# FIT5196 Data wrangling S2 2017

## Assessment 1: Text Preprocessing

### Introduction
In this assignment, I am going to use some data wrangling techniques to do the text preprocessing for the data been provided in XML format which contains 2,500 patents and to convert the data into a proper format for information references. In the given data, there have information include publication reference, application reference, abstract, description, claims, citations, etc. 

And the text preprocessing for this assignment focus on patents information collocation including International Patent Classification (IPC) code and abstract, also the patents' citation network.

* Student: CHAO KAI HSU
* Student ID: 28397371 

There are 4 tasks wirtten in seperated ipynb files in Python 2.0 by using Jupytur notebook for this Assignment of Text Preprocessing which includes:

1. Extract the hierarchical IPC code
2. Extract the citation network
3. Identify number of patent citation
4. Extract and preprocess abstracts
-----------------

## This file belongs the task 2.  

# Extract the citation network

To extract all the references for each patent, in other word, to get the patent's citations for all the patents in the XML file which contain contains 2,500 patents in total and store them in output file citations.txt in the following format: 
* citing_patent_id:cited_patent_id,cited_patent_id,....

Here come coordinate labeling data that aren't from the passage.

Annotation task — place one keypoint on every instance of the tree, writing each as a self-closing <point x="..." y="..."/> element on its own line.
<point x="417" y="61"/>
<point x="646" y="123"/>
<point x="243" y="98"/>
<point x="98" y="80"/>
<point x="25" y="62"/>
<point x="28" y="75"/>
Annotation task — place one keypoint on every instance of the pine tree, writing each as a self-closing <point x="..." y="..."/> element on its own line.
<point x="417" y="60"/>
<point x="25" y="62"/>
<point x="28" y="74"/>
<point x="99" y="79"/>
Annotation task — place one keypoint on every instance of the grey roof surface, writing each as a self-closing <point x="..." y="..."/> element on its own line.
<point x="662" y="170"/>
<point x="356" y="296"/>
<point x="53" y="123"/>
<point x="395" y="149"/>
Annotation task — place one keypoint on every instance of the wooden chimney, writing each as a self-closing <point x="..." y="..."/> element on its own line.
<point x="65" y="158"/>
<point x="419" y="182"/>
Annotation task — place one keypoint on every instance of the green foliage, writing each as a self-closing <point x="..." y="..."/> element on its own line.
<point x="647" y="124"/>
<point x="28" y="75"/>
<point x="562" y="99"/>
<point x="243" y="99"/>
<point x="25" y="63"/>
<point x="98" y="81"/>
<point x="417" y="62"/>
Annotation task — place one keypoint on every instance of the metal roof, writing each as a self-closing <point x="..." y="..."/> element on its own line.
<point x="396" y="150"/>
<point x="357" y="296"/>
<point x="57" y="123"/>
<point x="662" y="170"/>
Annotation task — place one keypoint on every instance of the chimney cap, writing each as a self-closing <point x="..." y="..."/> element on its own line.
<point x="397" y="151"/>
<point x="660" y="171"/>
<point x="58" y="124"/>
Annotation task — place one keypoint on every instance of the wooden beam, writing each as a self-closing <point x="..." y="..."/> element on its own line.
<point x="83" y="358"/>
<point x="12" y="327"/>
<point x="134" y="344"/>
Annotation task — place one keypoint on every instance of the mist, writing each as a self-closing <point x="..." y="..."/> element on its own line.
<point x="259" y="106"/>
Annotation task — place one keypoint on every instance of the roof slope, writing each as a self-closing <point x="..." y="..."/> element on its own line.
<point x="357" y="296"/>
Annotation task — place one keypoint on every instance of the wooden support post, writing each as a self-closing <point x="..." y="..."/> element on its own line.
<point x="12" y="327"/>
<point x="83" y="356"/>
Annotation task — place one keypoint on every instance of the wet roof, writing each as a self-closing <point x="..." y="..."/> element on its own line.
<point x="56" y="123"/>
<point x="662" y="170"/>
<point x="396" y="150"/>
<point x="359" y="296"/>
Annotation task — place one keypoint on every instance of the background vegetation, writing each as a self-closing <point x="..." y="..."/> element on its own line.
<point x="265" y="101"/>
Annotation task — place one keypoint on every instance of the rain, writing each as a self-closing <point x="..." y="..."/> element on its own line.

## Step 1. Import Libraries 

In [1]:
from bs4 import BeautifulSoup

## Step 2. Use BeautifulSoup to extract information from the XML file.

When first time tried to open the XML file and parse the data to jupyter book by using BeautifulSoup, lxml’s XML parser, it turns out to be that the parser cannot parser all the data from the file and returned some error information. After examining the original XML file by editor, I found out that the file is not a well-formed XML file, which instead the file itself contains 2,500 individual XML files in it. So, the lxml’s XML parser can only successfully parses the first section as it recognizes the section that belong to a well-formed XML file structure.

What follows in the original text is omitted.